Portland author Don Miller tells the story of how he and some friends went to Peru to walk the Inca trail.   It’s a 26 mile trail through the Andes.  It climbs up over a pass at 14,000 ft.  There are 21,000 ft mountains all around.  He said you spend 4 days on the trail and you get up really early the last day so that you can arrive at the city of Machu Picchu to watch the sunrise.

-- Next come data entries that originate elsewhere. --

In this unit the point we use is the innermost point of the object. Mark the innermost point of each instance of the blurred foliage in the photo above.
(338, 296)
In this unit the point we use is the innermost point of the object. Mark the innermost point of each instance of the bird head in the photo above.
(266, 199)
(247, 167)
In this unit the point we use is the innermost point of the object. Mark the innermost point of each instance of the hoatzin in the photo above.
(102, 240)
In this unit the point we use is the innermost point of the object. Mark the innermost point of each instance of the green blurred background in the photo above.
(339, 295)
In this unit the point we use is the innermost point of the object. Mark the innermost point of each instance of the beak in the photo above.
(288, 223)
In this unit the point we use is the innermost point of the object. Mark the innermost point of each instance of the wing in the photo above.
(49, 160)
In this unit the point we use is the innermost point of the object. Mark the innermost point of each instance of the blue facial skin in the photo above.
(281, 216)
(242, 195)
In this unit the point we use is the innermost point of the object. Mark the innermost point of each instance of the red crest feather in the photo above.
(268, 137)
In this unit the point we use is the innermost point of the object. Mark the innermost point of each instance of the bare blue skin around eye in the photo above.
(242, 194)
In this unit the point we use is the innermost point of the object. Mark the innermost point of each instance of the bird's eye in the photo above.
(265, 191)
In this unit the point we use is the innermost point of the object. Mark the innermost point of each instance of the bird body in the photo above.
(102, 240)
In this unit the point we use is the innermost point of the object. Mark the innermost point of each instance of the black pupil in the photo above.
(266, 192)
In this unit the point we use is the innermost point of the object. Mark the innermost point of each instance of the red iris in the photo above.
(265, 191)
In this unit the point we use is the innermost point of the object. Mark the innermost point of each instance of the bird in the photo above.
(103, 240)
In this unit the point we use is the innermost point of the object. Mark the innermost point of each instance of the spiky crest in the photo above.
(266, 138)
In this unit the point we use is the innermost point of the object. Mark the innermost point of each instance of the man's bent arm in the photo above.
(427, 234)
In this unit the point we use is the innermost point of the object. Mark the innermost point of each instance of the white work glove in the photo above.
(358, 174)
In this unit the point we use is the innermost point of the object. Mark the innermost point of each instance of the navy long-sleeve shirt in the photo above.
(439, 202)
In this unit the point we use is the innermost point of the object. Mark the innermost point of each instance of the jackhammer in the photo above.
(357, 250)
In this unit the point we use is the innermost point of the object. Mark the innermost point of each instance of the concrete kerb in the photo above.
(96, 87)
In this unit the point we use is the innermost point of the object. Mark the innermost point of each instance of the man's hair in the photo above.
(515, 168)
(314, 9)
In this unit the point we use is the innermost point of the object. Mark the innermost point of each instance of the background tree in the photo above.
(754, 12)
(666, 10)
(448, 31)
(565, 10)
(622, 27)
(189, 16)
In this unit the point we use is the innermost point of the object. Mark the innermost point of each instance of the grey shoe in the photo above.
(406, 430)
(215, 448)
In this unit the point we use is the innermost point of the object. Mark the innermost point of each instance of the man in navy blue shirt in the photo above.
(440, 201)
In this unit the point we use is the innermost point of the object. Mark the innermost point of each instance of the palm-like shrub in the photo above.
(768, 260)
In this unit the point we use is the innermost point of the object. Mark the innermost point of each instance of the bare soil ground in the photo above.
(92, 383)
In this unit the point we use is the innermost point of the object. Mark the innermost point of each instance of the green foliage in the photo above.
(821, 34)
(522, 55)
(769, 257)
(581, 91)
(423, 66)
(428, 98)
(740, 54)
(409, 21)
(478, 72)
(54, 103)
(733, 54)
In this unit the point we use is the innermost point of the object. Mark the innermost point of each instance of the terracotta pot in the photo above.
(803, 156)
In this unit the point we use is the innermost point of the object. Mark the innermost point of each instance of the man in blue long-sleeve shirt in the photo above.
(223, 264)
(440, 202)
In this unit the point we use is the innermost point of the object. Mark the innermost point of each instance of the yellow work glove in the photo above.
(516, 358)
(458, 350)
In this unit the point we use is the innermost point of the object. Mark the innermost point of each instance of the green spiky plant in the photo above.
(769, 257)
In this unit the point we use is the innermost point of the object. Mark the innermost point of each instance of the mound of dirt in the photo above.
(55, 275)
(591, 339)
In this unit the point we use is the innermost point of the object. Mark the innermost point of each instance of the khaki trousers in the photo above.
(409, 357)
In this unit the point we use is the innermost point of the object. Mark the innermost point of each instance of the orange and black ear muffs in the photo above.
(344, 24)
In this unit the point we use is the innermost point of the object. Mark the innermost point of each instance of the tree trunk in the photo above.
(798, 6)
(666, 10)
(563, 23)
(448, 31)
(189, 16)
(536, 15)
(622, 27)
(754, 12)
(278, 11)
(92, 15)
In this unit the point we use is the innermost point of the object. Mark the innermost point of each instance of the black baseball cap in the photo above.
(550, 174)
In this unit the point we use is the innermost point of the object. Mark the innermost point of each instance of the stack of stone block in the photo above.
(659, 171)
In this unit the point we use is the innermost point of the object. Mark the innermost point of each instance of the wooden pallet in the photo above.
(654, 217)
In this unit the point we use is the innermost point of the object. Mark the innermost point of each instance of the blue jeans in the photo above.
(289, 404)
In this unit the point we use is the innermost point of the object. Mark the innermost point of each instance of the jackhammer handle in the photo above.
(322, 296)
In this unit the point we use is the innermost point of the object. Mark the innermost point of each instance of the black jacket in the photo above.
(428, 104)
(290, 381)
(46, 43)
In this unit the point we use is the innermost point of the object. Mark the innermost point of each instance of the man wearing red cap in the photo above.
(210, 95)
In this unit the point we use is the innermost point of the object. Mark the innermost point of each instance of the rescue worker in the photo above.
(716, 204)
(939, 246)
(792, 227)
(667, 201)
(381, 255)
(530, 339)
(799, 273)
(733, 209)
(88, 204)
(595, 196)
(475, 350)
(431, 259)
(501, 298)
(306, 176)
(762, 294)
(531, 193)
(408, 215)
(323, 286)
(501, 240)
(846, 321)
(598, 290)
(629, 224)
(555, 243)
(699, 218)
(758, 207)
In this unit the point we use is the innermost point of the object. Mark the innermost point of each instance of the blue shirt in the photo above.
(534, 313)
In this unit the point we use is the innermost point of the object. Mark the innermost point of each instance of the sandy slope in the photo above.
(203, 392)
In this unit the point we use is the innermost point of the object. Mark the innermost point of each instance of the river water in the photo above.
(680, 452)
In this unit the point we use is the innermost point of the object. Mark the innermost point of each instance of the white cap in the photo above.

At the beginning of the 4 day hike the guide told the group as they stood on a plateau that below them was a river that ran through the sacred valley and the sacred valley trail would get them to Machu Picchu in 6 hours.  It was just a few miles.  The other trail will get them there in 4 days—26 miles.  About 9 miles of it is steps—straight up. Don said he thought why don’t we take the short trip!
 
The guide said that in Incan times the short route was the commercial route.  If you were taking goods and services to Machu Picchu you would take the short route-6 hours.  But everyone else would have to take the 4 day journey.  They would have to take the 26 mile journey through the high mountain passes.  Here is why he said they did this:  they made them take the long route so that when they arrived in the city they would appreciate it.  If they took the easy route they wouldn’t appreciate it.  
 
I wonder if we are willing to accept the fact that the hard things in our life, the difficult nature of it is ok.  James 1 tells us why the hard road is ok, “Consider it pure joy, my brothers, whenever you face trials of many kinds, 3because you know that the testing of your faith develops perseverance. Perseverance must finish its work so that you may be mature and complete, not lacking anything.”
When times are difficult we tend to say:  I must be doing something wrong.  I must be a bad person.  And you may be.  Maybe it is the reason why you are in conflict in your life.  If so, you need to fix it.  But maybe the mission God has given you is just difficult.